Bool and missing values in pandas

Tags:

I am trying to figure out whether or not a column in a pandas dataframe is boolean or not (and if so, if it has missing values and so on).

In order to test the function that I created I tried to create a dataframe with a boolean column with missing values. However, I would say that missing values are handled exclusively 'untyped' in python and there are some weird behaviours:

> boolean = pd.Series([True, False, None])
> print(boolean)

0     True
1    False
2     None
dtype: object

so the moment you put None into the list, it is being regarded as object because python is not able to mix the types bool and type(None)=NoneType back into bool. The same thing happens with math.nan and numpy.nan. The weirdest things happen when you try to force pandas into an area it does not want to go to :-)
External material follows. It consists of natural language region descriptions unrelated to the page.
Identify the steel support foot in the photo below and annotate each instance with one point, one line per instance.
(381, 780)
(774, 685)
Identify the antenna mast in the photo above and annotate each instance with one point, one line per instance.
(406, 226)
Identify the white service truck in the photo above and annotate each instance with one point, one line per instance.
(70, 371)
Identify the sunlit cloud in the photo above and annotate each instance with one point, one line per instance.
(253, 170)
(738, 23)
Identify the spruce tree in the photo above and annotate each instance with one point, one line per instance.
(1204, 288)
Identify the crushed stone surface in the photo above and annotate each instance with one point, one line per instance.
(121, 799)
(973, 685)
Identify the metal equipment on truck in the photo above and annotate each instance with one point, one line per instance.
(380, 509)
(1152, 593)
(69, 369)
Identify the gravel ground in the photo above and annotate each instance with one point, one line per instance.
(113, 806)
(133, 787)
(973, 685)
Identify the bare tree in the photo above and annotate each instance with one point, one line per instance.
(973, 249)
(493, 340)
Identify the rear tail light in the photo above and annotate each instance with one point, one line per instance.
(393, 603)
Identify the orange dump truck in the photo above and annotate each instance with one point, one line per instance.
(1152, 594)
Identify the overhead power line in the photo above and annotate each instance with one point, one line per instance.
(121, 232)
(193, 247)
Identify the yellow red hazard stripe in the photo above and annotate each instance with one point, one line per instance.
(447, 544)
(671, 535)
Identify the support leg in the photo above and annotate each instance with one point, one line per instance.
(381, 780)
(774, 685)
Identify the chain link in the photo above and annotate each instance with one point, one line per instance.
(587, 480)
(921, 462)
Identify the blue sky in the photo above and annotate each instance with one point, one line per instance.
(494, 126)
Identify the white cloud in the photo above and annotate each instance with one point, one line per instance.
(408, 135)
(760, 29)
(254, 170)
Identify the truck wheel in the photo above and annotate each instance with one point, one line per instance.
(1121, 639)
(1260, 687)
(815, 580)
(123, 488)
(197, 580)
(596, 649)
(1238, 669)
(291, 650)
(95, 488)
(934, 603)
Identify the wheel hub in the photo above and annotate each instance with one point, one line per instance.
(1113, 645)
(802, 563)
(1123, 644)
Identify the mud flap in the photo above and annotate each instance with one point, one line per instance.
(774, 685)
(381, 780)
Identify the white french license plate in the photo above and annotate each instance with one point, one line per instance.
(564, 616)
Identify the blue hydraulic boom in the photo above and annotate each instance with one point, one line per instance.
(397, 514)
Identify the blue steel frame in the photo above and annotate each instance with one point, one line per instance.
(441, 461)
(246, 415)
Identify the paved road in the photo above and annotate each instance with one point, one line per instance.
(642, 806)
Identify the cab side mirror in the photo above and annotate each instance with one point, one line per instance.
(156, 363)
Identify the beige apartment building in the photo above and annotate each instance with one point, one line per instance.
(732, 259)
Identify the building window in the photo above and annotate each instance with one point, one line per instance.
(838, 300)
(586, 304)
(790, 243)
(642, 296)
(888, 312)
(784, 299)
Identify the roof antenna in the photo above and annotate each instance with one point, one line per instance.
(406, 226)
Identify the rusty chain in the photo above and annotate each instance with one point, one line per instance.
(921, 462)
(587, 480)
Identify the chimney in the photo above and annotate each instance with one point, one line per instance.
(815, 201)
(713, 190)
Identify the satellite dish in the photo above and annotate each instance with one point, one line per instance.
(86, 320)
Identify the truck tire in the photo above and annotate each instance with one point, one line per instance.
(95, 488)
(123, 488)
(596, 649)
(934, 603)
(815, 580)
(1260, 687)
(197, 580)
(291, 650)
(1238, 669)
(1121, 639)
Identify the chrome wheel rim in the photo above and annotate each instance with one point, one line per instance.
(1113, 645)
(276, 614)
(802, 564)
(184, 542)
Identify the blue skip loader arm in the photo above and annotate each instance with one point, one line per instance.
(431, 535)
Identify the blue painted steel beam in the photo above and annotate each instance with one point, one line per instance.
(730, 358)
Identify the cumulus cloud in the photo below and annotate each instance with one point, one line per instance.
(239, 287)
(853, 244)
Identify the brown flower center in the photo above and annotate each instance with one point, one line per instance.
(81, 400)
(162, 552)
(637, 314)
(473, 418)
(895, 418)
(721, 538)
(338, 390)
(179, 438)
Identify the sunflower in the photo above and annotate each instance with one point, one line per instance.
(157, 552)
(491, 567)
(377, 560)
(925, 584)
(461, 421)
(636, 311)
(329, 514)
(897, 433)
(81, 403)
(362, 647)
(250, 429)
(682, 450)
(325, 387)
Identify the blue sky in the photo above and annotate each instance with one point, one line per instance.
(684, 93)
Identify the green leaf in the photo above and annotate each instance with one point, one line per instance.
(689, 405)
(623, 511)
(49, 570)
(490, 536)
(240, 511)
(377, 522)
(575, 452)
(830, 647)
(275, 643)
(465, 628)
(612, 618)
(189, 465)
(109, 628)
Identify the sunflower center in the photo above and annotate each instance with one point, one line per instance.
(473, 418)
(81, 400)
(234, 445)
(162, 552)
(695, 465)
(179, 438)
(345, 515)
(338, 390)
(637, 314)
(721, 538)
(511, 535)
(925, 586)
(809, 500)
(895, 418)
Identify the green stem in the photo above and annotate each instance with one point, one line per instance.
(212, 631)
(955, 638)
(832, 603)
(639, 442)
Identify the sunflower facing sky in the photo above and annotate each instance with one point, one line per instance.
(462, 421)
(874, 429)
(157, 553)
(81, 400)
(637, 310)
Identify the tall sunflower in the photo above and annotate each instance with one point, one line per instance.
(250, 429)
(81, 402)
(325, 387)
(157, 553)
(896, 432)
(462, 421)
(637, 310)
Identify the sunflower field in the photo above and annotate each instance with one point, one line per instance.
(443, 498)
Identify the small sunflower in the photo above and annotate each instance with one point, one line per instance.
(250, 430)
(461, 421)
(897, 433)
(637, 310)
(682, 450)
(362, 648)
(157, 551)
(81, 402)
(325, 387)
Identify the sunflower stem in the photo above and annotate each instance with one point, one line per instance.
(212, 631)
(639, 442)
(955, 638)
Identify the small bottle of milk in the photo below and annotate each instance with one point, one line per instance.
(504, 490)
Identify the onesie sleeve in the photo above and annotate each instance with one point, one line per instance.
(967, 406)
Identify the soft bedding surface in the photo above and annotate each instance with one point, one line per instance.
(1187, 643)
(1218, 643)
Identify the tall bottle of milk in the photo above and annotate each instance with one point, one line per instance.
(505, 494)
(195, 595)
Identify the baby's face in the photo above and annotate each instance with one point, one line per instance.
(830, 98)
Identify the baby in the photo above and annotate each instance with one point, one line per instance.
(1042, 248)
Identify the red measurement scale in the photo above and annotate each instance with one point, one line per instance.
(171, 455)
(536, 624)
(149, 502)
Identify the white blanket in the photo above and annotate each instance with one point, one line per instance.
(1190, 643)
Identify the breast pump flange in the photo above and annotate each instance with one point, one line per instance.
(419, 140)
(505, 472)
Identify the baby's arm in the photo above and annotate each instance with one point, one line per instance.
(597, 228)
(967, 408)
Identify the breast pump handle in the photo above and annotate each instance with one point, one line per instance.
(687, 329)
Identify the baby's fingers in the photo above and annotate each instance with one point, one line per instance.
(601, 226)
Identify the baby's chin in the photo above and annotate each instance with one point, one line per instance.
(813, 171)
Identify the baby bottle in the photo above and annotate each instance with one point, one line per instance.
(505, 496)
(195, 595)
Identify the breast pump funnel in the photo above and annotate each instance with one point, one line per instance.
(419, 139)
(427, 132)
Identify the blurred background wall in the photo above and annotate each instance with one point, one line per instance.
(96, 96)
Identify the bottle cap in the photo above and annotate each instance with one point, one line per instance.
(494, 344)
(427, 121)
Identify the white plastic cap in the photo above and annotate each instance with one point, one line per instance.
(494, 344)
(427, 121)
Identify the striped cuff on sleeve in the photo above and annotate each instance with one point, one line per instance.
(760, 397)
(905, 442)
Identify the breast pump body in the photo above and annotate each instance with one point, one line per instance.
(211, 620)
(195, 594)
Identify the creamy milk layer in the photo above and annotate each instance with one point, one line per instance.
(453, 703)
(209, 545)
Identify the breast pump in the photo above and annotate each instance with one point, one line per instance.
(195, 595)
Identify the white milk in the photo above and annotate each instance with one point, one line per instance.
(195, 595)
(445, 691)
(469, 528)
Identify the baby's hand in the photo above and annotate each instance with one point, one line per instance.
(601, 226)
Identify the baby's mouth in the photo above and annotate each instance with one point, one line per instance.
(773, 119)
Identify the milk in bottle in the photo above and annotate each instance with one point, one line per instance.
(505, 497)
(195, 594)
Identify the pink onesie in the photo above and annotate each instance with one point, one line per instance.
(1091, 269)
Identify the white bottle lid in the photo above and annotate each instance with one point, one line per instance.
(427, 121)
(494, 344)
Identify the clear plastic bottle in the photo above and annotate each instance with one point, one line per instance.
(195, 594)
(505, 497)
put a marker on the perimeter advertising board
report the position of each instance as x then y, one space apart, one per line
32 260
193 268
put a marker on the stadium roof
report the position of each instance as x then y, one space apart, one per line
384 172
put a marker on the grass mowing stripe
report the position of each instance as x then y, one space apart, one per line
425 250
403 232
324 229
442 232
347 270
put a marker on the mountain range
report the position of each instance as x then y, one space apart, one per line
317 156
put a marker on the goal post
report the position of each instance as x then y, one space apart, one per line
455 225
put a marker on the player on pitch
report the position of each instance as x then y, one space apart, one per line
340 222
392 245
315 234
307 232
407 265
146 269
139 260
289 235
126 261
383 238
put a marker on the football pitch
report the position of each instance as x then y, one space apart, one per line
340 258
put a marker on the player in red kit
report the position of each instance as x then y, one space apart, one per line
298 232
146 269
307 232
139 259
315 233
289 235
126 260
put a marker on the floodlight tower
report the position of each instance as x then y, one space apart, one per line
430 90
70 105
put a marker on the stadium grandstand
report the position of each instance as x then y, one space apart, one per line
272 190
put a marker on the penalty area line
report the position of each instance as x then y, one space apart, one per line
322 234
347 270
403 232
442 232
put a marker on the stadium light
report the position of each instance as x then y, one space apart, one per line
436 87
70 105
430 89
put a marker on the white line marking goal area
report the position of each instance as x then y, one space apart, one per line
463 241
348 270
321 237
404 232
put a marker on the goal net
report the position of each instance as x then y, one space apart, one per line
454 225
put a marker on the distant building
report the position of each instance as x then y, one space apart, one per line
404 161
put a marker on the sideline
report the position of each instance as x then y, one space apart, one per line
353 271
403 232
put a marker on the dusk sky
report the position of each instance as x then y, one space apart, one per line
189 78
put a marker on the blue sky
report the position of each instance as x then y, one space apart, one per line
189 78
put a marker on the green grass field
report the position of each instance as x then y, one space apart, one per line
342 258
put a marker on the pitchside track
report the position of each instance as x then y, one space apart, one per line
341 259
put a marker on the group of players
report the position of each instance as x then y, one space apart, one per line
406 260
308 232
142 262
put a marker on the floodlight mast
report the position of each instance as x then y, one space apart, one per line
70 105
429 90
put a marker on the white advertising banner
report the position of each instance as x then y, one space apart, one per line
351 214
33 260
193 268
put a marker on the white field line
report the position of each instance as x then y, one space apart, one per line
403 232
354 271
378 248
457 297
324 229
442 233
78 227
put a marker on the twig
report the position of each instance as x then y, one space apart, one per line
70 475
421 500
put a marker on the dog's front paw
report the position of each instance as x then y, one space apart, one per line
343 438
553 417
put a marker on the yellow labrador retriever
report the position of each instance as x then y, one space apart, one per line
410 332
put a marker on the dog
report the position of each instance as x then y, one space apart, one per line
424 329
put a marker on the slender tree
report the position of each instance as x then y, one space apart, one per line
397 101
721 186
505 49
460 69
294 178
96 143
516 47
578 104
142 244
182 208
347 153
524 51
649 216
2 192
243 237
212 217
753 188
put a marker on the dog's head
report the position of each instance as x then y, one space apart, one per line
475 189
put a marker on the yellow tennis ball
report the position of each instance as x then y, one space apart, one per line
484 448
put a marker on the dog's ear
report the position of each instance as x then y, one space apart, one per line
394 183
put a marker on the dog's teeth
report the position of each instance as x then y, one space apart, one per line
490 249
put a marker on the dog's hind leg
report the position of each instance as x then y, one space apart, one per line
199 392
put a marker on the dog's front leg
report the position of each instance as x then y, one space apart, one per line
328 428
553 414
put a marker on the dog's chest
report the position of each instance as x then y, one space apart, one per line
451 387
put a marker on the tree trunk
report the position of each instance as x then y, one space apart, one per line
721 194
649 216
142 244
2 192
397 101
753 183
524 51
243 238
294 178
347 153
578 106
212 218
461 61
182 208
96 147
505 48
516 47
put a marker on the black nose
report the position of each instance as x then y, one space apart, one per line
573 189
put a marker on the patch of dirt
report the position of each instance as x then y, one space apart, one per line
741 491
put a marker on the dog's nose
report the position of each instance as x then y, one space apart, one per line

> boolean = pd.Series([True, False, np.nan]).astype(bool)
> print(boolean)
0     True
1    False
2     True
dtype: bool

So 'np.nan' is being casted to 'True'?

Questions:

Given a data table where one column is of type 'object' but in fact it is a boolean column with missing values: how do I figure that out? After filtering for the non-missing values it is still of type 'object'... do I need to implement a try-catch-cast of every column into every imaginable data type in order to see the true nature of columns?
I guess that there is a logical explanation of why np.nan is being casted to True but this is an unwanted behaviour of the software pandas/python itself, right? So should I file a bug report?

615

asked Aug 28 '19 13:08

Fabian Werner

1 Answers

Q1: I would start with combining

np.any(pd.isna(boolean))

to identify if there are any None Values in a column, and with

set(boolean)

You can identify, if there are only True, False and Nones inside. Combining with filtering (and if you prefer to also typcasting) you should be done.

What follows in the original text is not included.